The Wizeguy: Brain Drain

Earlier in 2026, it was reported that one-third of U.S. video game industry workers say that they lost their jobs over the past two years. The organizers behind the renovated Game Developers Conference surveyed over two thousand gaming industry professionals and per the report “over one in four (28%) survey respondents were laid off in the past two years, increasing to one-third (33%) for those in the United States, and half said their current (or most recent) employer has conducted layoffs in the past 12 months.”

How did we get here? Well, it started out as the private equity playbook, but it’s since been adopted more widely. Hire up a bunch of people to get your product off the ground, then once it’s established as successful, cut costs to drive the profit vs. cost ratio artificially high, which results in a higher stock price and satisfied shareholders. Never mind that the “costs” you’re cutting are almost always someone’s livelihood, and results in layoffs and a diminished final product. This is why layoffs are the norm across this and most other industries regardless of how successful a company’s products or services actually are.
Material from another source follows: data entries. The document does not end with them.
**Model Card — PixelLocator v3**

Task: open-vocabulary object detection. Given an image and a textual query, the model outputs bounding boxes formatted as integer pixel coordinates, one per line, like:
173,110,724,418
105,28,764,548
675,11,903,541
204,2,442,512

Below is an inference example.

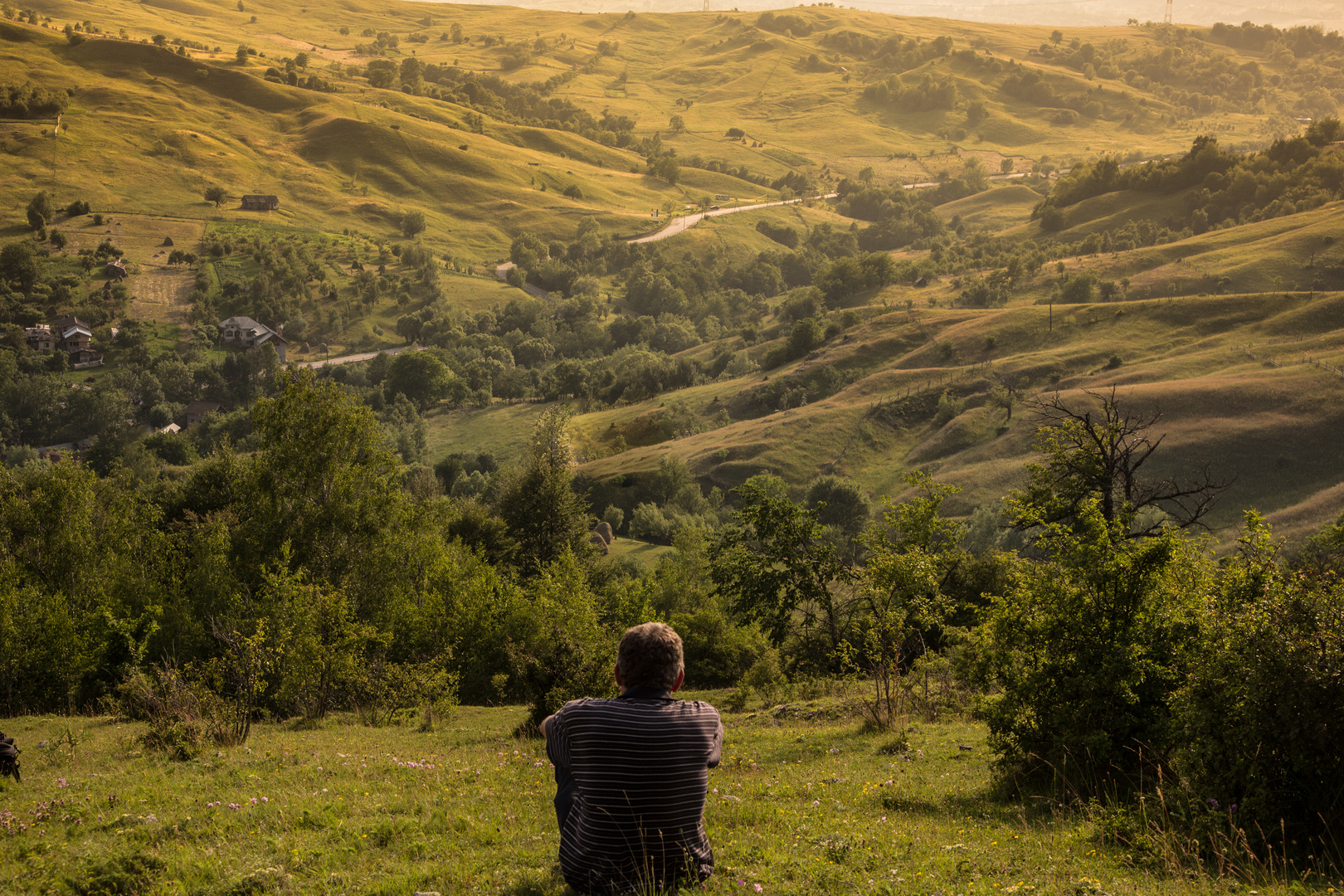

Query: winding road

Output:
631,193,836,243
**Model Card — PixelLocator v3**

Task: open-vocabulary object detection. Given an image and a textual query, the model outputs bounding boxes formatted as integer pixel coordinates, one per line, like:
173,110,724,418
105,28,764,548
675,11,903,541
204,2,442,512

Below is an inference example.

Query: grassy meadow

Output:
7,0,1344,536
0,685,1322,896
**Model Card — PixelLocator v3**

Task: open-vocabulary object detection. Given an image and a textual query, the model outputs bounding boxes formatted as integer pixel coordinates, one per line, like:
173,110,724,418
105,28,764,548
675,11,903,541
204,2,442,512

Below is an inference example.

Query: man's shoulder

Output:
557,697,719,722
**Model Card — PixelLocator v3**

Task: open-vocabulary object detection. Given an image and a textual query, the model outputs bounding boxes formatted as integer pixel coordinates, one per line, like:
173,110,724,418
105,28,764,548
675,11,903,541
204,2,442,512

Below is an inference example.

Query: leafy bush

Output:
1173,512,1344,853
981,499,1207,768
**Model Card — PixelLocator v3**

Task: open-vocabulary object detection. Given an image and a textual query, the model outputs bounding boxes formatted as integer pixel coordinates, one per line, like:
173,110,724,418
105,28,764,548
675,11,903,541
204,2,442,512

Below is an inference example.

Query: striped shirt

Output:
546,688,723,894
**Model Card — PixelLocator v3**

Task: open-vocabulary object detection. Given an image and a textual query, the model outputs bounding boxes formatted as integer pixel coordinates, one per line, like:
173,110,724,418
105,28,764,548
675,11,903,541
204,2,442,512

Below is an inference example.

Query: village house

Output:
184,402,222,426
217,316,289,364
24,317,102,369
51,317,93,353
243,195,280,211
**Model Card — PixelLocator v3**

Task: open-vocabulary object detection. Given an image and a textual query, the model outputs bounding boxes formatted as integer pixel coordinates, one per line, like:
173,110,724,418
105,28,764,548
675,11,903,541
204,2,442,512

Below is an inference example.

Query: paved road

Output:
299,345,429,367
631,193,836,243
494,262,551,302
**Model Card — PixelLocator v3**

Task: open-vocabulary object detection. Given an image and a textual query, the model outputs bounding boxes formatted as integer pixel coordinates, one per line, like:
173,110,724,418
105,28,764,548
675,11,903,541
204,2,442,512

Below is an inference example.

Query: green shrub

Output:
65,853,168,896
1175,512,1344,853
672,607,769,688
980,499,1208,768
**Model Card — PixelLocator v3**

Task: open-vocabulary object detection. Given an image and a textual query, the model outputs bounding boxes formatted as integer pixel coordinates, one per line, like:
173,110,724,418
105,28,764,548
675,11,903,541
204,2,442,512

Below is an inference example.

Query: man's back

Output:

The higher-ups do seem to see the developers as replaceable cogs. So they just wait on the next batch of new grads hungry for an entry-level job. Sure, those grads might be savvy enough to realize that the games industry is a dead end, but student (or even just regular) debt is a hell of a drug. However, the larger tech industry may be salting the earth in this case. Even without the constant headlines of layoffs/studio closures, the embrace of gen AI, especially “vibe-coding”, is really devaluing careers in the industry. AAA will probably survive, in some form. Mid-range, AA games may have a rougher time, since they often rely on funding and publishers. The indie scene will do fine, as long as passionate* devs exist. *(They have to be passionate, since they are statistically unlikely to make much more than break-even money. For every widely-acclaimed, high-selling success, there is a LOT of poor-exposure, bottom-ranking titles which clutter the Marianas trench of any games platform.)

Of course the video game industry is an industry like many entertainment industries- the movie making industry, the music industry- where there are far more people trying to get in than the industry can hold. As such it’s always going to be a tough industry to get in and stay in. And without some sort of mass unionization, pay and labor rights will continue to be weak. All of this is why every new game that comes out, including the very promising looking Pragmata and a fun reskin of the the best Assassin’s Creed game, will continue to go un-purchased and unplayed by me until 5 years down the line, when they are more than 60% off on sale. Why should I pay $70 for a game when I know it’s studios will fire the people who made it happen, whether I buy it or not?

Brain Drain” is going to damage many industries as they sacrifice people for AI. Especially since many are firing the people first and then telling the rest of them to figure it out with AI. A shit-ily AI generated Snake eating its own making everything worse in every way tail.